Vladmir Putin, the authoritarian Russian leader, stated as his goals for invasion of a sovereign nation the demilitarization and denazification of Ukraine. A blatant bully, it’s not likely that Putin will be satisfied with spreading his sphere of influence into neighbouring Ukraine.

Despite its military might, Putin and his Russian forces have been met with an unexpected and stubborn resistance in Ukraine.

Back in Moscow, Putin is no doubt nursing his grievances that the rest of the world doesn’t afford him the proper respect while practically taunting his global counterparts about not being able to do anything about the invasion.

Putin’s belligerence has foisted his cruel world on Ukraine but the world’s cruelty is not limited to Eastern Europe.

In Halifax, a young mother in her late 20s sits by herself inside a huge convention centre meeting room. A photo of her mother is placed on the table in front of her. The woman in the photo is one of 22 people killed two years ago in Canada’s worst mass murder. The convention centre is the setting for the long-awaited public inquiry into the killings.

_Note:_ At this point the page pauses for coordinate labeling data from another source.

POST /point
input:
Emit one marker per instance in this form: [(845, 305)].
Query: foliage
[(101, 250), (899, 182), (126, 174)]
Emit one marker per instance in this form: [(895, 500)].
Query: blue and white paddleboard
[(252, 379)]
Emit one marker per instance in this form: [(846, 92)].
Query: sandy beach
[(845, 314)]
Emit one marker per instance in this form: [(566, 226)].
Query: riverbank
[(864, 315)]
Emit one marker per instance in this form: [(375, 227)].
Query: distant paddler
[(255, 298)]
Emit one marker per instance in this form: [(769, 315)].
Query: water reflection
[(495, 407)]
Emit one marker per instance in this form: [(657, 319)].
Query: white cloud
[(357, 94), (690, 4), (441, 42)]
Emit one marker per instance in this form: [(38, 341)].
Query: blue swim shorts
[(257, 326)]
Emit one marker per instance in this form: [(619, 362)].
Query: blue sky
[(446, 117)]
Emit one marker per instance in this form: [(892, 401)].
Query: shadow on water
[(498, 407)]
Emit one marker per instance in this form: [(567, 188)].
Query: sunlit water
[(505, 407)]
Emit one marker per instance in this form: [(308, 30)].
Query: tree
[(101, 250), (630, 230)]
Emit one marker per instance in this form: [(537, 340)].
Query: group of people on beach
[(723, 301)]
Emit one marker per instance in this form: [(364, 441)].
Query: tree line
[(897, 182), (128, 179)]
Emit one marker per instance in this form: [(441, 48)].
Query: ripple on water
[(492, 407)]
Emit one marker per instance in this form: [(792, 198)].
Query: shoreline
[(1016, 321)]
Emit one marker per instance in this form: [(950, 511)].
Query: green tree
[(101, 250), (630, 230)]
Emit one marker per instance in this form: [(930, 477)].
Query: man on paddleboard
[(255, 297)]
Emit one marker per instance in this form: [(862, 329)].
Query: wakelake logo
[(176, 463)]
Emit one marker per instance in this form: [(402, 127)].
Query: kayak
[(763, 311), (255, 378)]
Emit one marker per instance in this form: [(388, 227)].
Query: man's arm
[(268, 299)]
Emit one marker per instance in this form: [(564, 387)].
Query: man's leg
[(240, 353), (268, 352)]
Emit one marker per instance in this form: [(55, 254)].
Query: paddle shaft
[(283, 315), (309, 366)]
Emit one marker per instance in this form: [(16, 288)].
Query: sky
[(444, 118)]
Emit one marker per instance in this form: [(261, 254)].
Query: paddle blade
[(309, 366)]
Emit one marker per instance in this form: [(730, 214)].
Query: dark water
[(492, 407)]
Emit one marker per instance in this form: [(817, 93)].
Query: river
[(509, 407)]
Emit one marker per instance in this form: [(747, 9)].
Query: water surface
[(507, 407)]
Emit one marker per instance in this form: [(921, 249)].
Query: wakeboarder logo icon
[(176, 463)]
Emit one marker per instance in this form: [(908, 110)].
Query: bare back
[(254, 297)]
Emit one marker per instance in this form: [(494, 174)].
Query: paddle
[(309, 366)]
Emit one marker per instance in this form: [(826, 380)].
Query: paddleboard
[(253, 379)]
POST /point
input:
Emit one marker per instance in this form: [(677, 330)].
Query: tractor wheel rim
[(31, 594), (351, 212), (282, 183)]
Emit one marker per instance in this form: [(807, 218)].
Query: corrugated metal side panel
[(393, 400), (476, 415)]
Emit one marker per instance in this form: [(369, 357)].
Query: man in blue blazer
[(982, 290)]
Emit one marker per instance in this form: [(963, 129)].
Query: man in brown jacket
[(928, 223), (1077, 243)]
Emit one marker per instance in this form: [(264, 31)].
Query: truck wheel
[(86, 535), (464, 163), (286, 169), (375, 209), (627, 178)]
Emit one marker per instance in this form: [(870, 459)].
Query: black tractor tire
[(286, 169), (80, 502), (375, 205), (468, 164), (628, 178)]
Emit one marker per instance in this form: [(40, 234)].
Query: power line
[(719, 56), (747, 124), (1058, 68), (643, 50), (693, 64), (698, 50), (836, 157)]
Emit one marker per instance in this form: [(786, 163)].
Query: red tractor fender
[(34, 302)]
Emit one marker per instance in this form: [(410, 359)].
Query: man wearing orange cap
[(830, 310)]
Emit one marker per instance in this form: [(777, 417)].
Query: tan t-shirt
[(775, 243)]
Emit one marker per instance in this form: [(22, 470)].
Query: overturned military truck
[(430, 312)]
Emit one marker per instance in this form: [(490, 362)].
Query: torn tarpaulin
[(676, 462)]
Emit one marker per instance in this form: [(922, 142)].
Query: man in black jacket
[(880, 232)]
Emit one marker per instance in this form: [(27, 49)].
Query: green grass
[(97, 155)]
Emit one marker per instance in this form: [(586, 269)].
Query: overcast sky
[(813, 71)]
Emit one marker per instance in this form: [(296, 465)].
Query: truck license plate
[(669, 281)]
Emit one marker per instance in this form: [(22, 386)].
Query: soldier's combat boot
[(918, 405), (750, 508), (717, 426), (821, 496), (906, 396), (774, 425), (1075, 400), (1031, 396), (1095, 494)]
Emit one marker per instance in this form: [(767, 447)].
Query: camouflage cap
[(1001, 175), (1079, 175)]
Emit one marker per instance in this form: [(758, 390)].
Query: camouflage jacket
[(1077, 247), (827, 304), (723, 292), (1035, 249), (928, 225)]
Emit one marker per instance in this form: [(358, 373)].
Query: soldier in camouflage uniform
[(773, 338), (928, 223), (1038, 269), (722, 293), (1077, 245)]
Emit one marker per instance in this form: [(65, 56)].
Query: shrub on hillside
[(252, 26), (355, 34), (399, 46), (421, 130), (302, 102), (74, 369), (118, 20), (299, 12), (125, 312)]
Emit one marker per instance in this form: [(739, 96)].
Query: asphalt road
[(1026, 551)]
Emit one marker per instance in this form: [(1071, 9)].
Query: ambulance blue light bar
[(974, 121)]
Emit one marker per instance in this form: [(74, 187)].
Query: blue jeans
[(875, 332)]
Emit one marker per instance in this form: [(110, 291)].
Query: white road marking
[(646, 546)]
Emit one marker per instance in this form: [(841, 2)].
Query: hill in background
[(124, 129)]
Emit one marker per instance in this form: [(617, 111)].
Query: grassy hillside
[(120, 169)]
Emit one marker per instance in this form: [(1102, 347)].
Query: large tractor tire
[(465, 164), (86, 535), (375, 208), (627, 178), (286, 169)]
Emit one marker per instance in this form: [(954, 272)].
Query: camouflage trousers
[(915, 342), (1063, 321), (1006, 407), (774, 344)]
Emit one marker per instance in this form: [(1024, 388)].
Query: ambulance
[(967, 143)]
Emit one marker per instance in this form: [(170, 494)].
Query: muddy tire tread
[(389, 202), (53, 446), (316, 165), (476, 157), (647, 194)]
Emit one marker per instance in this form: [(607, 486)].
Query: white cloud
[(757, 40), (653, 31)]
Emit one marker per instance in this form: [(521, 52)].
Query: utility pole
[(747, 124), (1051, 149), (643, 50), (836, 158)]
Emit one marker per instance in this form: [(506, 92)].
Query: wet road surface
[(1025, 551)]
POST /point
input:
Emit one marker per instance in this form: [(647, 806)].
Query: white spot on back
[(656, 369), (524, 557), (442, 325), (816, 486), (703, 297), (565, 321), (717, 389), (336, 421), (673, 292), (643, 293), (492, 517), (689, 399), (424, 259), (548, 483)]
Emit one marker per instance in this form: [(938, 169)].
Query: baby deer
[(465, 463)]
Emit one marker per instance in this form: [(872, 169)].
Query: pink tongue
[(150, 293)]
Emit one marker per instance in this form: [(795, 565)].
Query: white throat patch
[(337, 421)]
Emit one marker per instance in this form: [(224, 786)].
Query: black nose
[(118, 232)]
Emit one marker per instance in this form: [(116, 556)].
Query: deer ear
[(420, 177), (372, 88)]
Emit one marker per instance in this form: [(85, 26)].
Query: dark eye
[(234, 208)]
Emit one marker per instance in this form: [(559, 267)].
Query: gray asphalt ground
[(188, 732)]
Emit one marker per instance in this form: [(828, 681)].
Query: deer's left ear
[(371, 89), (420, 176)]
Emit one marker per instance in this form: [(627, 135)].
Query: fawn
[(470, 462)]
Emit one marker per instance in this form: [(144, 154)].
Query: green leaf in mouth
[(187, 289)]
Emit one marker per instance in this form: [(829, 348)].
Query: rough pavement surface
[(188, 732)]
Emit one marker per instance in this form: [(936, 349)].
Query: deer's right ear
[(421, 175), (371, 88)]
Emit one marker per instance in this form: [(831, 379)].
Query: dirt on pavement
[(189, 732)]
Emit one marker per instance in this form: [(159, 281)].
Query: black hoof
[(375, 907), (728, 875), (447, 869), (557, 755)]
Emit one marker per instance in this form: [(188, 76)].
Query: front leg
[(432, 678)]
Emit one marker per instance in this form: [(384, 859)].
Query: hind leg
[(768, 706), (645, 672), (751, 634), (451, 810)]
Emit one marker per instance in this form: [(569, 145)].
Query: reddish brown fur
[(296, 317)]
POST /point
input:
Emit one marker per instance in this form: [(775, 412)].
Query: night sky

The inquiry’s mandate is to find out what happened over those 13 horrific hours spanning two days in April 2020, why it happened and what can be done to ensure it doesn’t happen again. The cruelty of the situation is still etched in the faces of the family members of the victims attending the inquiry.

Similar questions have probably been asked many times in recent days in Ukraine and in the days that followed the senseless killings in rural Nova Scotia in 2020. Where is God while these things are happening?

If God really loves us, why does He allow us to suffer, why does He allow terrorism, natural disasters, child abuse, wars and mass murders?

The Catechism of the Catholic Church provides its best answer in its Man’s Freedom section: “As long as freedom has not bound itself definitively to its ultimate good, which is God, there is the possibility of choosing between good and evil. ... This freedom characterizes properly human acts. It is the basis of praise or blame, merit or reproach.”

Both Putin, as an authoritarian leader, and the Nova Scotia killer chose evil and merit  blame and reproach. But what are we to do about another’s evil?

For Catholics marking the beginning of Lent on Ash Wednesday, the Church suggests three pillars of focus for Lent – prayer, fasting and almsgiving.

Pope Francis invited all to make Ash Wednesday a day of fasting for peace. The Halifax-Yarmouth archdiocese in Nova Scotia, as did others across the country, marked the beginning of Lent by offering a Mass at St. Mary’s Cathedral Basilica for the people of Ukraine.

Development and Peace, for which Share Lent is an annual organizational highlight, has added an Emergency-Ukraine tab to its donation site.

When a mass murderer takes innocent lives, whether in an inexplicable shooting rampage on a peaceful April night in Nova Scotia or by needlessly flexing his nation’s military capabilities, our only recourse to combat such evil is to exercise the three Lenten pillars of prayer, fasting and giving for those lives lost and for the survivors who mourn them.